4. Bray C, Balcells C, McNeish IA, Keun HC. The potential and challenges of targeting MTAP-negative cancers beyond synthetic lethality. Front Oncol. 2023;13:1264785. Published 2023 Sep 19. doi:10.3389/fonc.2023.1264785.

5. Blanc RS, Richard S. Arginine Methylation: The Coming of Age. Mol Cell. 2017;65(1):8-24.

6. Kim H, Ronai ZA. PRMT5 function and targeting in cancer. Cell Stress. 2020;4(8):199-215.

7. Kryukov GV, Wilson FH, Ruth JR, Paulk J, Tsherniak A, Marlow SE, et al. MTAP deletion confers enhanced dependency on the PRMT5 arginine methyltransferase in cancer cells. Science. 2016;351(6278):1214-8.

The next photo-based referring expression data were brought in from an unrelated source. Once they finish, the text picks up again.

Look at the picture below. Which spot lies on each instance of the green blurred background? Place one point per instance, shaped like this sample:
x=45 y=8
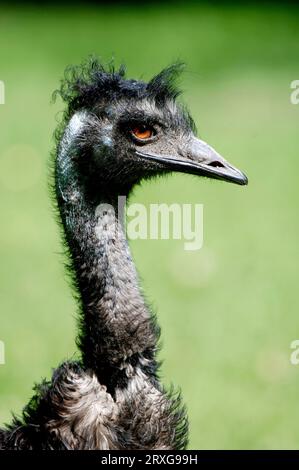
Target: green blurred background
x=229 y=311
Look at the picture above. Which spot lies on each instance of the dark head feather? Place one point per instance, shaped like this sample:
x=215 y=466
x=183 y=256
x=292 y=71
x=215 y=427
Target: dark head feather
x=91 y=83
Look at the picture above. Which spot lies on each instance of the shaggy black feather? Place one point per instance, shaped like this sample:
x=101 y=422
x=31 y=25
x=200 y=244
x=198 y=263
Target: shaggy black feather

8. Marjon K, Cameron MJ, Quang P, Clasquin MF, Mandley E, Kunii K, et al. MTAP Deletions in Cancer Create Vulnerability to Targeting of the MAT2A/PRMT5/RIOK1 Axis. Cell Rep. 2016;15(3):574-87.

9. Mavrakis KJ, McDonald ER, 3rd, Schlabach MR, Billy E, Hoffman GR, deWeck A, et al. Disordered methionine metabolism in MTAP/CDKN2A-deleted cancers leads to dependence on PRMT5. Science. 2016;351(6278):1208-13.